The research team utilized a site called Scenic or Not, which asked 1.5 million visitors to rate about 200,000 landscape photos of UK scenes on a scale of 1 to 10, with 1 representing the ugly side and 10 the beautiful. The team then trained an MIT-based neural network with 80 percent of the photos that had been rated by at least three visitors, employing the average rating. Here’s a selection of most scenic and least scenic scenes selected by humans:
After the system “learned” what humans considered beautiful scenes, the researchers asked it to rate the remaining 20 percent of Scenic or Not’s photos, without letting the system know how the human visitors had rated them. Here are some of the most/least scenic scenes rated by the system that were from London:
The result was a 0.66 correlation with the average human rating, where a 1.0 correlation would have been the system picking the exact same 1-to-10 rating for each image. Seresinhe said this result indicated that the neural net got the idea.

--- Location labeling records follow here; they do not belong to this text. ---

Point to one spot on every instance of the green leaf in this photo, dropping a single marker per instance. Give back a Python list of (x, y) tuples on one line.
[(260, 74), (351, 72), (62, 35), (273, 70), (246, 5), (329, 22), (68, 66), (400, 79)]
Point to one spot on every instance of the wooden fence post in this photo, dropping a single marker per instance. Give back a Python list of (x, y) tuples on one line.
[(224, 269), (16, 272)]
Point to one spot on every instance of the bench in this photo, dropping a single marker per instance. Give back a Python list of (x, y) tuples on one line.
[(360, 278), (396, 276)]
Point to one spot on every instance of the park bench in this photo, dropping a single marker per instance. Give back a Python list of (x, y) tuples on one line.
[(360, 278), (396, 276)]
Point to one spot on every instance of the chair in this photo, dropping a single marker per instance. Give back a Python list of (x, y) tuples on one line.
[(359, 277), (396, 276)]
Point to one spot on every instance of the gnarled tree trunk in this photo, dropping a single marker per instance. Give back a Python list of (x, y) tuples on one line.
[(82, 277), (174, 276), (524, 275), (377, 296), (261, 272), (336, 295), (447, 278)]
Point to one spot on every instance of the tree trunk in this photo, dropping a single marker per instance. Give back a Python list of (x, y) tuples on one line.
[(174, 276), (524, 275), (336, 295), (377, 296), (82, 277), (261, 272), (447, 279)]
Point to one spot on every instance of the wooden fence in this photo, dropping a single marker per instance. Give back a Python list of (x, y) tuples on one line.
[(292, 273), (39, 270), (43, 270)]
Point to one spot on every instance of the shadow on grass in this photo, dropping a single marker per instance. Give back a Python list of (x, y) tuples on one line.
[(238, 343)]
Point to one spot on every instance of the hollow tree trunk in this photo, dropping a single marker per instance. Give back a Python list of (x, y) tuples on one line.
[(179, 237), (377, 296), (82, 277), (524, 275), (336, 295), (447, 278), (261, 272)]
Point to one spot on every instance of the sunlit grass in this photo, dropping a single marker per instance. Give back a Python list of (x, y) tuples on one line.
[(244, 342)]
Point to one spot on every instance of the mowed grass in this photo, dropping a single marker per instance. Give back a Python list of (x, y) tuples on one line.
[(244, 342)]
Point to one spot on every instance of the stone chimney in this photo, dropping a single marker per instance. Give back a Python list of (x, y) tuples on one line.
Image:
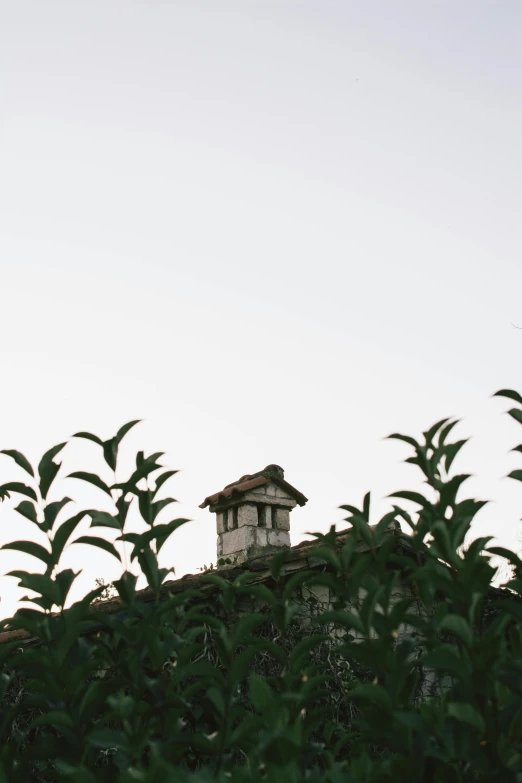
[(253, 514)]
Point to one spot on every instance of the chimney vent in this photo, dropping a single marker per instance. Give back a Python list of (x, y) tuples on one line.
[(253, 514)]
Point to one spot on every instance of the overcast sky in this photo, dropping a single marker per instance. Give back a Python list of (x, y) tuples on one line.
[(275, 231)]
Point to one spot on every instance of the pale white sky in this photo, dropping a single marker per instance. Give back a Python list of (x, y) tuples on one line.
[(276, 231)]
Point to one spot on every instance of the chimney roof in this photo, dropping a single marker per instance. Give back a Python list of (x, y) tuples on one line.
[(272, 474)]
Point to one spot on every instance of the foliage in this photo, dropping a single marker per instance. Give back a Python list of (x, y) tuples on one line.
[(390, 658)]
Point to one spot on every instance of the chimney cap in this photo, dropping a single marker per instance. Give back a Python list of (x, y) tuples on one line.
[(271, 474)]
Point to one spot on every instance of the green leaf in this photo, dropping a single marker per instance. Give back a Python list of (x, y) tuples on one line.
[(159, 505), (260, 693), (48, 469), (89, 436), (414, 497), (100, 543), (446, 431), (52, 510), (126, 587), (451, 452), (111, 446), (63, 533), (27, 510), (91, 478), (277, 564), (458, 626), (430, 434), (345, 619), (466, 713), (216, 697), (373, 694), (103, 519), (30, 548), (405, 438), (41, 584), (20, 460), (64, 581), (107, 738), (52, 718), (516, 414), (21, 489), (163, 478), (147, 466), (446, 658), (510, 394)]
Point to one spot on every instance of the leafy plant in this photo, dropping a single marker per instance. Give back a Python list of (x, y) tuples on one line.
[(385, 656)]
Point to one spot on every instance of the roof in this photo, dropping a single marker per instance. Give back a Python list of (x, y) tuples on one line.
[(298, 558), (272, 474)]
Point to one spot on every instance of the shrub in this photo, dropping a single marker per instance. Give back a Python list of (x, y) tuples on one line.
[(412, 671)]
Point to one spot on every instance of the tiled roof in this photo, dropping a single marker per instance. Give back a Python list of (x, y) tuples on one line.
[(298, 557), (272, 474)]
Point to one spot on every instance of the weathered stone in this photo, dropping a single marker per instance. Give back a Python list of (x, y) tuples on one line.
[(282, 519), (251, 497), (247, 515), (234, 541), (280, 493)]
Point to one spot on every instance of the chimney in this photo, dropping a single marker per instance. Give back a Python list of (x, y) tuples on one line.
[(253, 514)]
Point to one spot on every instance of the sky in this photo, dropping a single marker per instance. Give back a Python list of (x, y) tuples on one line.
[(273, 231)]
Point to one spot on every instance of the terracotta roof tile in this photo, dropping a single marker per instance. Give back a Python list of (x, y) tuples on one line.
[(297, 557), (271, 474)]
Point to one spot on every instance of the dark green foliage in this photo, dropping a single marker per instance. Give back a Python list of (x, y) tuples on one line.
[(385, 657)]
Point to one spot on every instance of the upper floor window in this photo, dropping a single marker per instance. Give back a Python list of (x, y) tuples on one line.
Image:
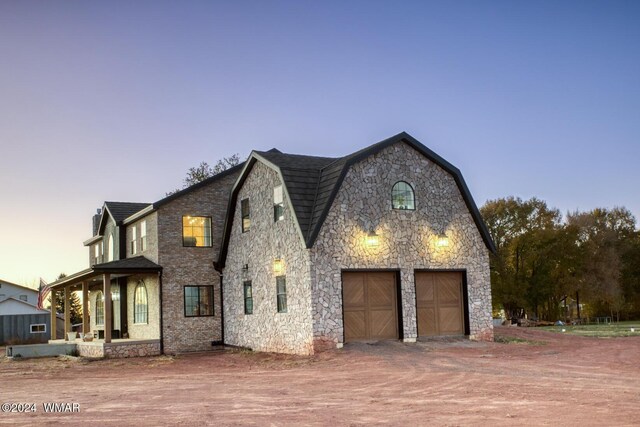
[(402, 196), (134, 240), (143, 235), (110, 248), (198, 301), (278, 204), (196, 231), (140, 304), (99, 308), (246, 215)]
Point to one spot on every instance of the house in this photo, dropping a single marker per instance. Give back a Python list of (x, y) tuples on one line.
[(21, 321), (293, 254)]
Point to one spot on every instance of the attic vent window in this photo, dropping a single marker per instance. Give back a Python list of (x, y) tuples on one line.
[(278, 204), (402, 196)]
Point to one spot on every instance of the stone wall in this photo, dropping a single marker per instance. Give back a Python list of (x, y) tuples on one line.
[(266, 329), (407, 240), (151, 329), (184, 266)]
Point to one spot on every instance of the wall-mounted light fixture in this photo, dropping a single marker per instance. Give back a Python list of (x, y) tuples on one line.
[(442, 241), (372, 240), (278, 266)]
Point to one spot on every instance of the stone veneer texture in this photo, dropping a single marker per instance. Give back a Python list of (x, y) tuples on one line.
[(266, 329), (407, 240), (183, 266)]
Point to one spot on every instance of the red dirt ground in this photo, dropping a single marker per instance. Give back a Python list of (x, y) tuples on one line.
[(552, 380)]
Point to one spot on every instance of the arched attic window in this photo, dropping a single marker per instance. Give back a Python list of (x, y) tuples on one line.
[(402, 196)]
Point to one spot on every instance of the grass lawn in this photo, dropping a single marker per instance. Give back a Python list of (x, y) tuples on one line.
[(621, 329)]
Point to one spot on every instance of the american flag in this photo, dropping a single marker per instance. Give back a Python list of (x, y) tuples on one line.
[(43, 292)]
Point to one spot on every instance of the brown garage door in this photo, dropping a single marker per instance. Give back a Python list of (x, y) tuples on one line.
[(439, 303), (370, 306)]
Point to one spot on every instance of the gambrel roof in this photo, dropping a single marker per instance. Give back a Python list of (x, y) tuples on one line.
[(312, 184)]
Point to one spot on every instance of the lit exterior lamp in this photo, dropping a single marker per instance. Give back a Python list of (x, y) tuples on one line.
[(278, 266), (442, 241), (372, 240)]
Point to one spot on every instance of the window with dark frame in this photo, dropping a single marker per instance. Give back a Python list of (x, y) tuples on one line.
[(402, 196), (198, 301), (140, 304), (39, 328), (248, 298), (281, 294), (278, 204), (99, 308), (246, 215), (196, 231)]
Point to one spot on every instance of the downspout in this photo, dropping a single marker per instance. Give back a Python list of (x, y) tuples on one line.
[(215, 266), (160, 297)]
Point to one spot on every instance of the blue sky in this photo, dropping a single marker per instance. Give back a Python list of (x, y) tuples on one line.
[(116, 100)]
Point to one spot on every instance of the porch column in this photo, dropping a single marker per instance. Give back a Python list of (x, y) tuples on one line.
[(67, 312), (86, 327), (54, 321), (107, 306)]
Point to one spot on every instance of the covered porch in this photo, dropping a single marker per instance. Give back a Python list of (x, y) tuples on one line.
[(120, 309)]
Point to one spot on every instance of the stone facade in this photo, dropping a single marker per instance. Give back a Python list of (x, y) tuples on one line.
[(266, 329), (118, 350), (183, 266), (407, 240)]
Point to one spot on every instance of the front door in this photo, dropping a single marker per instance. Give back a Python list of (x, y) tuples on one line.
[(370, 306)]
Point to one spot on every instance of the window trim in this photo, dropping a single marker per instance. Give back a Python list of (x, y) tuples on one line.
[(413, 195), (99, 300), (210, 231), (247, 284), (279, 294), (141, 285), (244, 216), (211, 302), (43, 331)]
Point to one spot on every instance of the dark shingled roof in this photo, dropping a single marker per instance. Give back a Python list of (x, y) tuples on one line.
[(121, 210), (313, 183)]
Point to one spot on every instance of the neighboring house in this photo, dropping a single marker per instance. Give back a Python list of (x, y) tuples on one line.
[(21, 321), (294, 254)]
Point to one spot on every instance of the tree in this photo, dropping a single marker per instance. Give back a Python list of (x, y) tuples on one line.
[(74, 304), (204, 170)]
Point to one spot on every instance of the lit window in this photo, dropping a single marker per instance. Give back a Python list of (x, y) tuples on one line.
[(110, 252), (198, 301), (99, 308), (140, 305), (278, 204), (134, 240), (402, 196), (143, 236), (248, 298), (246, 215), (39, 328), (281, 294), (196, 231)]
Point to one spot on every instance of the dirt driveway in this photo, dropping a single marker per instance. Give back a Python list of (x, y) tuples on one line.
[(550, 380)]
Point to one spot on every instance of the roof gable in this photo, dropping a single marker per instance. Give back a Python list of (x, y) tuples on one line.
[(312, 184)]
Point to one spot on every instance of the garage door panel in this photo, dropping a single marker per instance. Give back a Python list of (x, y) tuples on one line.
[(354, 325), (450, 321), (369, 305), (439, 303), (427, 322)]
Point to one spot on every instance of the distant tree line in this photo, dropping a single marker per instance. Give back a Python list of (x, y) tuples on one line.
[(544, 260)]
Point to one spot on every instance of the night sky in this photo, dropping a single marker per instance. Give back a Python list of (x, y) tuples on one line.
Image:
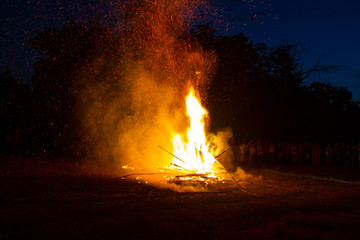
[(326, 28)]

The system was able to distinguish between urban and rural scenes, and found beautiful scenes in both kinds of locales, just as the human reviewers had. This meant, for instance, that scenes around parks like Hampstead Heath were rated highly by both humans and the neural net, as were scenes of Big Ben and the Tower of London.
Such an artificial intelligence based system could be very useful for marketers and advertisers. In choosing a beautiful photo for an ad campaign promoting travel to Ireland, for instance, such a computer assistant could pre-select images based on how beautiful they are.
Seresinhe noted that, in theory, this kind of trained neural net could similarly make qualitative judgments about any image characteristic that viewers can generally agree on, such as which ones are sexy, scary, sad or patriotic.
In anticipation of some future 4th of July, then, marketers may someday ask their digital assistants to find all imagery posted by their social influencers that is both sexy and patriotic, regardless of metatags or the surrounding text.
One expects that systems capable of understanding the agreed-upon beauty or emotion in a videoclip are not far behind.